Two purveyors of XRP, the second most popular virtual currency after Bitcoin, were fined last week by the Financial Crimes Enforcement Network and the US Department of Justice for failure to comply with FinCEN’s anti-money laundering requirements. Ripple Labs Inc., which operated as a money service business (MSB) and sold its virtual currency XRP to the public, was sanctioned for not registering as an MSB and not implementing and maintaining an effective AML program, as required by FinCEN, during parts of March and April 2013. XRP LLC, which was set up by Ripple as a subsidiary and partial successor of its business, and also operated as an MSB, was also sanctioned for not implementing and maintaining an effective AML program at various times from July 2013 through March 2014. XRP LLC was additionally sanctioned for not reporting various suspicious transactions to FinCEN. Generally, firms selling and buying virtual currency to the public for fiat currency—so-called “exchangers”—have been required to register with FinCEN as MSBs since March 18, 2013 (click here to access the guidance). MSBs—whether registered or not—are required to have an effective written AML program and to report certain suspicious activities to FinCEN. To resolve FinCEN’s investigation, Ripple and XRP LLC together agreed to a fine of US $700,000 and to implement certain remedial measures to enhance their AML procedures. Of this fine, US $450,000 will be earmarked to end an investigation by the US Department of Justice. Separately last week, the New York State Department of Financial Services granted its first charter under NY banking law to itBit Trust Company, a commercial Bitcoin exchange. The NYDFS expects to issue its final BitLicense regulatory framework for purveyors of virtual currency in late May 2015. At such time, itBit will be required to comply with both the requirements of a trust company and those under the new BitLicense regime.
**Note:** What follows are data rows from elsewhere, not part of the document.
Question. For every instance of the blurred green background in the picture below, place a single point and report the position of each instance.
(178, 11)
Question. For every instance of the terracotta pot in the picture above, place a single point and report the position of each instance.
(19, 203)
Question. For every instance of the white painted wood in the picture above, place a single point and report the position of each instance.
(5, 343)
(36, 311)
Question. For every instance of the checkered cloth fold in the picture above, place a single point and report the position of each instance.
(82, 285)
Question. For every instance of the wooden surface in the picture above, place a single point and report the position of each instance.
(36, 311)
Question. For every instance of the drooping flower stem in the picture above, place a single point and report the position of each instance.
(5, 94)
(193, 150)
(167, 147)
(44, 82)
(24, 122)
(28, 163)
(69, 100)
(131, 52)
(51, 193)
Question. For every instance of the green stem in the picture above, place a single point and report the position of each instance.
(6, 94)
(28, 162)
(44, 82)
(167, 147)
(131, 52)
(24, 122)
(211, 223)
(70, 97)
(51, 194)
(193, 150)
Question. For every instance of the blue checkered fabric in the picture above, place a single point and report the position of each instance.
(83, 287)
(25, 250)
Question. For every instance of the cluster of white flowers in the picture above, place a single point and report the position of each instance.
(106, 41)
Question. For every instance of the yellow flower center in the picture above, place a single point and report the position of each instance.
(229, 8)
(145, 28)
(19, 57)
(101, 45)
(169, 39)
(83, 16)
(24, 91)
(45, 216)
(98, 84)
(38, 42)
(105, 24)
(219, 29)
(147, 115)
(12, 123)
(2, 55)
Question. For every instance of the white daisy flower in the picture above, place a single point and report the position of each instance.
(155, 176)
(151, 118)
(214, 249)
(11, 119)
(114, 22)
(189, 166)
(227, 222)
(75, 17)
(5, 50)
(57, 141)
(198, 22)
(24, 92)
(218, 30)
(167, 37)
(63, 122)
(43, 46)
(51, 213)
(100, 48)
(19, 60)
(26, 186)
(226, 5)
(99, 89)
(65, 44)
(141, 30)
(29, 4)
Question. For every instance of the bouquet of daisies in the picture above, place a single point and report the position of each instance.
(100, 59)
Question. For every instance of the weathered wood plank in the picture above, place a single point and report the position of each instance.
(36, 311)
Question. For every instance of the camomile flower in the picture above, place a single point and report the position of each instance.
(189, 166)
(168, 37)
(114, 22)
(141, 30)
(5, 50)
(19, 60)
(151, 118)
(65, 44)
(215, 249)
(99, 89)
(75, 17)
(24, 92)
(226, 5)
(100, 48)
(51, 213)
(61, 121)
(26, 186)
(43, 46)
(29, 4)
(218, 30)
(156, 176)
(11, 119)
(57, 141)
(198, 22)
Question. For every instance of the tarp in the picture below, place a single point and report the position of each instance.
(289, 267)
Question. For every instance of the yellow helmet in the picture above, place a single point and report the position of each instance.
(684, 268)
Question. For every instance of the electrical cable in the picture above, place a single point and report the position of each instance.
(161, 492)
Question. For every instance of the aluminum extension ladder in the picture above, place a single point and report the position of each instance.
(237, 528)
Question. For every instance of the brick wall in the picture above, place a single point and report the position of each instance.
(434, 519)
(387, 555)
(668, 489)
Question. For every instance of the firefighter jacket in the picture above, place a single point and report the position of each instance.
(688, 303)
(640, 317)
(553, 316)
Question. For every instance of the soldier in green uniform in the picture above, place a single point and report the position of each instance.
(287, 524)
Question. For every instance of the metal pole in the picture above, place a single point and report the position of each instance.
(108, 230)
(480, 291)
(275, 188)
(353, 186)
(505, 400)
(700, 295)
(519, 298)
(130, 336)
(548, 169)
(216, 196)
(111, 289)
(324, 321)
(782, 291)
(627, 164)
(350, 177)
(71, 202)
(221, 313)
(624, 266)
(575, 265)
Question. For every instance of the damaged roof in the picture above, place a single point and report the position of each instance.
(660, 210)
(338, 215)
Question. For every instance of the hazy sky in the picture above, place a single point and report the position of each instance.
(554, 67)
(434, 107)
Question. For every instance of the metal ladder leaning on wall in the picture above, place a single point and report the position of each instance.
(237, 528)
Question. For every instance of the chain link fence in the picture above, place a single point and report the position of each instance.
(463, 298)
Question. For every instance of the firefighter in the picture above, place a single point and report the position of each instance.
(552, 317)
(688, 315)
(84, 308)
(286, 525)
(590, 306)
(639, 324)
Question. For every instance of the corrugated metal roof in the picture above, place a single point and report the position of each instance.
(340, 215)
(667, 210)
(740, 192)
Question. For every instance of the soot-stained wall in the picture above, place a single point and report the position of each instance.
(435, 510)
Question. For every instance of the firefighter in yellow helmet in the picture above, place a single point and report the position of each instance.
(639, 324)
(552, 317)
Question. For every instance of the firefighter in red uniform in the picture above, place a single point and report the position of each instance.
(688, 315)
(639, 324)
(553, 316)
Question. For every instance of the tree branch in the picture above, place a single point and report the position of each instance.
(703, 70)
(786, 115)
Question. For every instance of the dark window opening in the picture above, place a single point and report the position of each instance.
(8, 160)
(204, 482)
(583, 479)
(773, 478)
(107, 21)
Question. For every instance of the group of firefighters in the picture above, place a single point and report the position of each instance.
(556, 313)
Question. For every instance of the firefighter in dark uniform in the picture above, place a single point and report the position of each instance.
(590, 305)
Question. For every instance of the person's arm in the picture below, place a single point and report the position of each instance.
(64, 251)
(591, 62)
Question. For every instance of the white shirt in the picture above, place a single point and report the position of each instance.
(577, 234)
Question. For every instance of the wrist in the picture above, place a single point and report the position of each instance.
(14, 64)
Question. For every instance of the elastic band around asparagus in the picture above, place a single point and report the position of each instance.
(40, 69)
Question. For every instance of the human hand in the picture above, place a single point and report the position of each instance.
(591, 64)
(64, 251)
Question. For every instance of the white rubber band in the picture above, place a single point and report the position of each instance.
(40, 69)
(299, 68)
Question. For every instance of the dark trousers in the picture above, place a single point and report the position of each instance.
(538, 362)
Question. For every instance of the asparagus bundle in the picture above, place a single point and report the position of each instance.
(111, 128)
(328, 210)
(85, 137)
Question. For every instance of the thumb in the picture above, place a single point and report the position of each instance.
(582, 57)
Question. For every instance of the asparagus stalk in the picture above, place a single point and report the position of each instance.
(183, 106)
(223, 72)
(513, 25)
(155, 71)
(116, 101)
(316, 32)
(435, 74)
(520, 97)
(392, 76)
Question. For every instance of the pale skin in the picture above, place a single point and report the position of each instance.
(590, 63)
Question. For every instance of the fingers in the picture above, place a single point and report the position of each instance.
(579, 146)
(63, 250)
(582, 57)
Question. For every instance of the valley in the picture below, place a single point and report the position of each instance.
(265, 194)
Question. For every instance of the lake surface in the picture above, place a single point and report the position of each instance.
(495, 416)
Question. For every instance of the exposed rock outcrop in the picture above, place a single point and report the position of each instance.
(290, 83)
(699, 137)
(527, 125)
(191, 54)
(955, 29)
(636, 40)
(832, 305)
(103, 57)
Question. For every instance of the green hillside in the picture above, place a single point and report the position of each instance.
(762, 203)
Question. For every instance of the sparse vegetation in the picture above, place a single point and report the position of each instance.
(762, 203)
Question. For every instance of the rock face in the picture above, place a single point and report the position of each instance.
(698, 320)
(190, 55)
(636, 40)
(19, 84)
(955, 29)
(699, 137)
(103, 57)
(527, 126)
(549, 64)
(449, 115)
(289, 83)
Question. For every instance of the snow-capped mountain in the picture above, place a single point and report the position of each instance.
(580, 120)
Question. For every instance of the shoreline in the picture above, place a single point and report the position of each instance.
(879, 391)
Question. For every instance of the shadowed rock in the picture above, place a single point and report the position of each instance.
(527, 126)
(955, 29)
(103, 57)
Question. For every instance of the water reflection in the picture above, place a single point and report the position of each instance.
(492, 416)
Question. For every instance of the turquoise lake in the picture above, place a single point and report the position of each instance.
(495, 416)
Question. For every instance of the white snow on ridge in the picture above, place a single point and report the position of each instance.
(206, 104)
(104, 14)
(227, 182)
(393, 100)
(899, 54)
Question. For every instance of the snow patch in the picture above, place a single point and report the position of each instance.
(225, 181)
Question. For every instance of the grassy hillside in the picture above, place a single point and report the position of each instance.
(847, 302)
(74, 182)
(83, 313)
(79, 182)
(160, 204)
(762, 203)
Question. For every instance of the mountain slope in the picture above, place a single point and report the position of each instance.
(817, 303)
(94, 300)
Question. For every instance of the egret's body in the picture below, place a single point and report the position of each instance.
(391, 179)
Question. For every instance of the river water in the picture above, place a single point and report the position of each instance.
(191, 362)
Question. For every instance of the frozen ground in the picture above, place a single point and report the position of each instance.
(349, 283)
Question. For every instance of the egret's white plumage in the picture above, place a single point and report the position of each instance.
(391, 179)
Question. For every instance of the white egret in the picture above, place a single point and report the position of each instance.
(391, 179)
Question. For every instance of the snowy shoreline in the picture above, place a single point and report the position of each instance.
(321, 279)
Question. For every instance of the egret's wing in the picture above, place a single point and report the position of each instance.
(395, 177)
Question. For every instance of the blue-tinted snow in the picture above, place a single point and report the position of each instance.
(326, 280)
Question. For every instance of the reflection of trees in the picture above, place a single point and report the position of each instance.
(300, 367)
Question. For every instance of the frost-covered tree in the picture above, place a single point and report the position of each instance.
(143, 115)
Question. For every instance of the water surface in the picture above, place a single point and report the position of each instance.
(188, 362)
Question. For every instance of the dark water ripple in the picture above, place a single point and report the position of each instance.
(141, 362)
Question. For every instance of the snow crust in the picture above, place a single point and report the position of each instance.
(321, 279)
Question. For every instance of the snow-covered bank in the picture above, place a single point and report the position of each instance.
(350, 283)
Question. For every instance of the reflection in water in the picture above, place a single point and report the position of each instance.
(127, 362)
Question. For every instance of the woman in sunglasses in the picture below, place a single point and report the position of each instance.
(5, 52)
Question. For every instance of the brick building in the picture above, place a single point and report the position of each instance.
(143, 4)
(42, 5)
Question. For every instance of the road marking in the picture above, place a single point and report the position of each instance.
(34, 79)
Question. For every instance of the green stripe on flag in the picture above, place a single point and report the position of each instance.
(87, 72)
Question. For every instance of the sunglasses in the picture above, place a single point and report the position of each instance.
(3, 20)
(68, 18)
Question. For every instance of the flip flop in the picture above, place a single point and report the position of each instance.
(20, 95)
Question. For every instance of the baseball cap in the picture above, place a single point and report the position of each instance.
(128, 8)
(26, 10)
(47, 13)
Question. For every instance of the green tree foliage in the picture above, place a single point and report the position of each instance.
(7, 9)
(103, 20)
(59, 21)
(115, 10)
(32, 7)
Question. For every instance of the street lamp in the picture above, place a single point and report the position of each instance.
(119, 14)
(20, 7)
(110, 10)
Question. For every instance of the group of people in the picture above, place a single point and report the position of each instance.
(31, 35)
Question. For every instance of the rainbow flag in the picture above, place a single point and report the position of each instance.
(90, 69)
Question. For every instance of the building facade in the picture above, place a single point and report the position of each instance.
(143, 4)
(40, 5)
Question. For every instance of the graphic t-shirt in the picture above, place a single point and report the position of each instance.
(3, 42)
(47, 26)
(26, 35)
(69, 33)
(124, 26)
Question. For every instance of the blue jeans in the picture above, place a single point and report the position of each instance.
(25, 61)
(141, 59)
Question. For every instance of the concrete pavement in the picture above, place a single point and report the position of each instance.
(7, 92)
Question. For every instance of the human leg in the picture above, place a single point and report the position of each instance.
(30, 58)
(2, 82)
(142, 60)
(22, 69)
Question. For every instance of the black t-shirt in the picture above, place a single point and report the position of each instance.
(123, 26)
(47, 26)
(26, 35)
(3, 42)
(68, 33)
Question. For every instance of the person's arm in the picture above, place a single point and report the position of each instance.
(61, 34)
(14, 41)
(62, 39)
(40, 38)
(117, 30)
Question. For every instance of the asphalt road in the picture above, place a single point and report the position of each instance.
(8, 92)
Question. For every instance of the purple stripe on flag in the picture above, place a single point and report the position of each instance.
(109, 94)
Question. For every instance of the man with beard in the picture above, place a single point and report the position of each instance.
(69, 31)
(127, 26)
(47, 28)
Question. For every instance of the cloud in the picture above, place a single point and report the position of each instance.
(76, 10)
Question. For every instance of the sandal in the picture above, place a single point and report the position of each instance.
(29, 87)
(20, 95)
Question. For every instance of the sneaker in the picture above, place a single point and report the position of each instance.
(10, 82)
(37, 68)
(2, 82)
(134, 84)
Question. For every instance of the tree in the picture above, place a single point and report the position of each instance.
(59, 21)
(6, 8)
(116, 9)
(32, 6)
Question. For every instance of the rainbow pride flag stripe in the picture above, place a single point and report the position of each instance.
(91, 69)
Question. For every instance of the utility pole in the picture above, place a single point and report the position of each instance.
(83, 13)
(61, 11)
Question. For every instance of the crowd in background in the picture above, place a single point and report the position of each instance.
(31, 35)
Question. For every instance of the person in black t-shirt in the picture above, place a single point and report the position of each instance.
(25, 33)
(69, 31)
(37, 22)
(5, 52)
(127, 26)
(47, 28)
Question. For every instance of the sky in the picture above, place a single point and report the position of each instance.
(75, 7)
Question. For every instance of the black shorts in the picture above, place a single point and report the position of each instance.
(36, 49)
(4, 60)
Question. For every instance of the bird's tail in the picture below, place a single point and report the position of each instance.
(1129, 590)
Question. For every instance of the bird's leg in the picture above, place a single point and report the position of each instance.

My View: As I wrote just a few weeks ago, although many are now skeptical of virtual currencies, Bitcoin and other cryptocurrencies are receiving more and more attention by investors—both as investments in themselves as well as a commodity around which a nascent support industry is developing. Currently, for example, the Commodity Futures Trading Commission is considering the designation of LedgerX both as a swap execution facility and a derivatives clearing organization in connection with options on Bitcoin. (Click here for details in the article, “LedgerX Seeks CFTC Designation as a Clearinghouse and Swap Execution Facility for Bitcoin Options” in the December 21, 2014 edition of Bridging the Week.) Although there have been issues regarding exchangers of virtual currencies, such as Ripple and XRP LLC, the problems have not been around the integrity of the cryptocurrencies themselves. With enhanced regulation of the purveyors of virtual currencies, it is more likely that cryptocurrency use will become more mainstream.